27 July 2007

Missing the obvious

I have the greatest respect for the Archives of internal medicine. It is a venerable institution, which, according to Journal Citation Reports, ranks eighth amongst general medicine journals with an impact factor of 7.920. To get published in the Archives is a mark of distinction, to be sure. Now, I'm certainly not privy to the editors' rationale for selecting articles, but I do have a bone to pick with one I read recently.

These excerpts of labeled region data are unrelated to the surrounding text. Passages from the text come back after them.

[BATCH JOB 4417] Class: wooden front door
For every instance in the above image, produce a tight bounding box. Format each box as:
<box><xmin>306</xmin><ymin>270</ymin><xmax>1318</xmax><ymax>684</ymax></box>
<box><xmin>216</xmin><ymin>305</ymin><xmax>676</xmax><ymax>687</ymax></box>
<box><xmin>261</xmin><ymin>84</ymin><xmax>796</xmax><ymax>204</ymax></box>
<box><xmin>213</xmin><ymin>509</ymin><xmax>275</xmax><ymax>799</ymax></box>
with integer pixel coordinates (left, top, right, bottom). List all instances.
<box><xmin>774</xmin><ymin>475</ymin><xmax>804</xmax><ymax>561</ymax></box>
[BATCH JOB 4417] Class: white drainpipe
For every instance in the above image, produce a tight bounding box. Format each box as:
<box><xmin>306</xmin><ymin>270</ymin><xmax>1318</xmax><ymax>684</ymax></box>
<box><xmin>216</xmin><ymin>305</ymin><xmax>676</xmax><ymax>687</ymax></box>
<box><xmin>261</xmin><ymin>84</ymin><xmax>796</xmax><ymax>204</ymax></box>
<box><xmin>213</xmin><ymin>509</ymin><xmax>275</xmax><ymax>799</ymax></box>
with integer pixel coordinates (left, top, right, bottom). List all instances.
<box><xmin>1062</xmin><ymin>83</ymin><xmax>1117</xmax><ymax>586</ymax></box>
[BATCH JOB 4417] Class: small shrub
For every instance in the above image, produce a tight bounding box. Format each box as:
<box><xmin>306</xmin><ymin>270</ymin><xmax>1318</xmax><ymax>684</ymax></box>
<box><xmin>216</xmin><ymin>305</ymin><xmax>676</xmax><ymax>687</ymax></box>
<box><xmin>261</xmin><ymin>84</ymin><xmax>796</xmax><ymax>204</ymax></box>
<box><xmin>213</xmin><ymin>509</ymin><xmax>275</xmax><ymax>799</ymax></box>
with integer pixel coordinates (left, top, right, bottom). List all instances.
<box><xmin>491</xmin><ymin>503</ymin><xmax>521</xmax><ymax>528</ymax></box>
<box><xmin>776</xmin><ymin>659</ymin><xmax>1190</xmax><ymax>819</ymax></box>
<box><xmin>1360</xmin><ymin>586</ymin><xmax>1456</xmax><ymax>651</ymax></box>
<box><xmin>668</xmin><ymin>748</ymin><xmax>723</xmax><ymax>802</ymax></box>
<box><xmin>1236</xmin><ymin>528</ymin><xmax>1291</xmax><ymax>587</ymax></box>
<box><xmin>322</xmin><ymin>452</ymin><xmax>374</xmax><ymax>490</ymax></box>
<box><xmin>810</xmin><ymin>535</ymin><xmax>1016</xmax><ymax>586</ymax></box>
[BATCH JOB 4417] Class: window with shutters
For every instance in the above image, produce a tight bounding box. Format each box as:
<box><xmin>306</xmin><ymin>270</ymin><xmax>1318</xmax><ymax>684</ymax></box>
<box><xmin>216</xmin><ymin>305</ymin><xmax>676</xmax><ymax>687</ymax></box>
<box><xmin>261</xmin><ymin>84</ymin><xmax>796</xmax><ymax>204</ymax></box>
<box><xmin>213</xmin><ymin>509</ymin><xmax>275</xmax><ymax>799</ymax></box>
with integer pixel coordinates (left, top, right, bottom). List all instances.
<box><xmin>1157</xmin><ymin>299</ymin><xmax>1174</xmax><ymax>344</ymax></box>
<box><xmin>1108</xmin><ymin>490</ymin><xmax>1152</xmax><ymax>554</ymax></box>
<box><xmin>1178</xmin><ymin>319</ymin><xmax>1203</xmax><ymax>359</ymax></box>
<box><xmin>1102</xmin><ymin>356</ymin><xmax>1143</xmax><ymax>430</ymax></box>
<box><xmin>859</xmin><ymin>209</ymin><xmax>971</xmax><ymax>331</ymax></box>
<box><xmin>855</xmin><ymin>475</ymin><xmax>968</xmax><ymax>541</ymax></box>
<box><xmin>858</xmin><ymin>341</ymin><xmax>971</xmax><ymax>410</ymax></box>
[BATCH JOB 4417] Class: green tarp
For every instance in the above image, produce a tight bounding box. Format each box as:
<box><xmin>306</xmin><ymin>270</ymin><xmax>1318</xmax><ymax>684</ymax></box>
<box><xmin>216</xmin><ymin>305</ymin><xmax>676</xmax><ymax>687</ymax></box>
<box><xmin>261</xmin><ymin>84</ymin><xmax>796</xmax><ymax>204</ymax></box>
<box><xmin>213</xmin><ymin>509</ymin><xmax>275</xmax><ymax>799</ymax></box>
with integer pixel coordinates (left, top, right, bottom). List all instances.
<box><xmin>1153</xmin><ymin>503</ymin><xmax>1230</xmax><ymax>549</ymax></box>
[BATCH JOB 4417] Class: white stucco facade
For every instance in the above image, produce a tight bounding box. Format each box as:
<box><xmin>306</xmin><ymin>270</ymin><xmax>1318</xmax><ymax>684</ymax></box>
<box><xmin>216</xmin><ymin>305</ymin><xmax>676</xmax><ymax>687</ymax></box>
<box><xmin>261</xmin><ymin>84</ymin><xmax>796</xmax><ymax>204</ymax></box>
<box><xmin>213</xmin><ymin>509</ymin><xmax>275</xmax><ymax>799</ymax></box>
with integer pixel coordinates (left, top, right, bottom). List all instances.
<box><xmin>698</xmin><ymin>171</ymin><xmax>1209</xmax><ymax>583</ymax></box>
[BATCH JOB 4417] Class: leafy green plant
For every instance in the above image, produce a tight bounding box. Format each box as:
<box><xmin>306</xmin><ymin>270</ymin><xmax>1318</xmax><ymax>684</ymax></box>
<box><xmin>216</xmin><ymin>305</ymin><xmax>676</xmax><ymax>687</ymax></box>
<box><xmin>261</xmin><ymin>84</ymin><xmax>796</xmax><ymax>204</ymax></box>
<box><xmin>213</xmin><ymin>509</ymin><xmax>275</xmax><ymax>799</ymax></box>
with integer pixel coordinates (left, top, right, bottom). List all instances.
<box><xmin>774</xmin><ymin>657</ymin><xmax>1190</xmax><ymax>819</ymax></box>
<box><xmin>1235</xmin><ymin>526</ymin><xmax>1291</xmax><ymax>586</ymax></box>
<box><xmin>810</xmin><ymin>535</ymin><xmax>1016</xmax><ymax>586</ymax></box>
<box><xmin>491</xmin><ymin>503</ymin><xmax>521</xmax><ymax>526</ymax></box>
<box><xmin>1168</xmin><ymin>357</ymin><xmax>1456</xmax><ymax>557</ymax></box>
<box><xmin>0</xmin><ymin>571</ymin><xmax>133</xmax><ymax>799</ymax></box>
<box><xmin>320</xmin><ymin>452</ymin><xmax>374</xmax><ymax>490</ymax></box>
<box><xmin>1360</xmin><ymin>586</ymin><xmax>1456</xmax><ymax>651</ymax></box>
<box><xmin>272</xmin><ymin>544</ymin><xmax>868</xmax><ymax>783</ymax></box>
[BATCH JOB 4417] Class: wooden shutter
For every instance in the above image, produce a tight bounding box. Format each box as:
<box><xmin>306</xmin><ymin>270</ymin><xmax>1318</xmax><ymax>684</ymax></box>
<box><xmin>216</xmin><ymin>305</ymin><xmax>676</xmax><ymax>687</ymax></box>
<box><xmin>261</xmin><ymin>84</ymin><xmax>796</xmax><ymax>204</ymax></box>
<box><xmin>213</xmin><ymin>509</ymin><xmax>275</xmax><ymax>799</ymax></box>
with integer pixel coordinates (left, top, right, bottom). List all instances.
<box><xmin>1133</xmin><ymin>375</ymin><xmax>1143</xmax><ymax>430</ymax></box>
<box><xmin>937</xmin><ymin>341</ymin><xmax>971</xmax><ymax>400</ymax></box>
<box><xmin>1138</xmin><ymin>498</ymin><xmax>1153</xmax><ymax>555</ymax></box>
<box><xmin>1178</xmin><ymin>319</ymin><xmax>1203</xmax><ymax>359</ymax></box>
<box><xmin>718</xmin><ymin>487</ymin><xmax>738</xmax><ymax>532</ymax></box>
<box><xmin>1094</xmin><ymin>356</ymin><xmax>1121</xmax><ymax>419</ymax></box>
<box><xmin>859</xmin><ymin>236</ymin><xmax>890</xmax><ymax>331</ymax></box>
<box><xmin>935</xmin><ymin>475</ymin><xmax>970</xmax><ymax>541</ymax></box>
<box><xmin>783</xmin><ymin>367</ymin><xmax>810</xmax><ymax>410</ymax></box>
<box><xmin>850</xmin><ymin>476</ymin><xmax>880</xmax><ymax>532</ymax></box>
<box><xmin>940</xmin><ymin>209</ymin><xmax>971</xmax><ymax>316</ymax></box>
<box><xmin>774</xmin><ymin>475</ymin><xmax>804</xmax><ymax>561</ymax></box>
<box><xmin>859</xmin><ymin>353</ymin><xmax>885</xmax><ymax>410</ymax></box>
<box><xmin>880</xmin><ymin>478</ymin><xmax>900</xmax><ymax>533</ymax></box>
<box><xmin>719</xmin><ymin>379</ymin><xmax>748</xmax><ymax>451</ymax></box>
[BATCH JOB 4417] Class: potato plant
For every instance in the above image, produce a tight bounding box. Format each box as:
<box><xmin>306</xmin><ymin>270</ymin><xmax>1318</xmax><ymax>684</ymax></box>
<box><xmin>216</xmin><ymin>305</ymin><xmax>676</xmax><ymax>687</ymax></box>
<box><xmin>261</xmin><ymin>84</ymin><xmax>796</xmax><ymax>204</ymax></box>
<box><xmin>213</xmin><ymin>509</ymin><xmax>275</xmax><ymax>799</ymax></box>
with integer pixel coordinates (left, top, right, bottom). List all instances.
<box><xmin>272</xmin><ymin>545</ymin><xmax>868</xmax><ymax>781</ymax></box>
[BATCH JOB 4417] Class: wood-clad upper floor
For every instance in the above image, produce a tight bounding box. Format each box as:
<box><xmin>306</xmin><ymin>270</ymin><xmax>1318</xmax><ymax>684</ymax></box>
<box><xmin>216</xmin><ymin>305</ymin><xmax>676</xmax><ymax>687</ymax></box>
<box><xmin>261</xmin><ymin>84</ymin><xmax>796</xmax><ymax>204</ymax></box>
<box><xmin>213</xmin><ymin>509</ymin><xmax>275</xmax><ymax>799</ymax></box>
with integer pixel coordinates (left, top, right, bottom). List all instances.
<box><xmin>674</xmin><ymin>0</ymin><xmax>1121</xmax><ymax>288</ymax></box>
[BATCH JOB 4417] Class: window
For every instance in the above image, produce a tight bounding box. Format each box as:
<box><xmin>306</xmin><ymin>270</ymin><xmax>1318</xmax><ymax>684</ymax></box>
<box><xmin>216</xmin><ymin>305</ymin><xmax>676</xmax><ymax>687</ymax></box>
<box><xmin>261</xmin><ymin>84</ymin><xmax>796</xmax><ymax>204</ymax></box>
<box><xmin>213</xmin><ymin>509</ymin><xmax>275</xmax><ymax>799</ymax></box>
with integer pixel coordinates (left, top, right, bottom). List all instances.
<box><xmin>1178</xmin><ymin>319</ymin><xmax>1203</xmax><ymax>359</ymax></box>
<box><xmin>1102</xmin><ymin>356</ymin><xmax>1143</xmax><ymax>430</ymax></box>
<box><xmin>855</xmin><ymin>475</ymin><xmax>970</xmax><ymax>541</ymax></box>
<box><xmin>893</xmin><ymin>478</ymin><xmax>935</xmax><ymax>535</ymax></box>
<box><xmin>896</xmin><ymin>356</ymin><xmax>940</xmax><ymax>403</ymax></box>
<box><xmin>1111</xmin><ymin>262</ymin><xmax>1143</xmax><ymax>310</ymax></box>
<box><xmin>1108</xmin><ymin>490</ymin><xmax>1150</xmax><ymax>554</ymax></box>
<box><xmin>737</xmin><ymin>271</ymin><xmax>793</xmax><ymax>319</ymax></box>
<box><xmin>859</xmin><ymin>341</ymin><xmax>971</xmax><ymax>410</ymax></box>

In the issue of 11 June 2007 a "research letter" was published with the imposing title: World Databases of Summaries of Articles in the Biomedical Fields. A Greek MD and a group of collaborators report on their hunt for databases from around the world which "archive information regarding scientific publications in biomedical and life sciences." The fruit of their research is a page-long list, a diverse collection of resources such as the ArabPsyNet (Arabic, French, English, described only as covering 23 psychology and psychiatry journals), and Media Sphere (Russian, 14 searchable medical journals from a single publisher). The list ranges from the vast and expanding EBSCOHost to the 11 journals covered by the Greek-language Iatrotek.org.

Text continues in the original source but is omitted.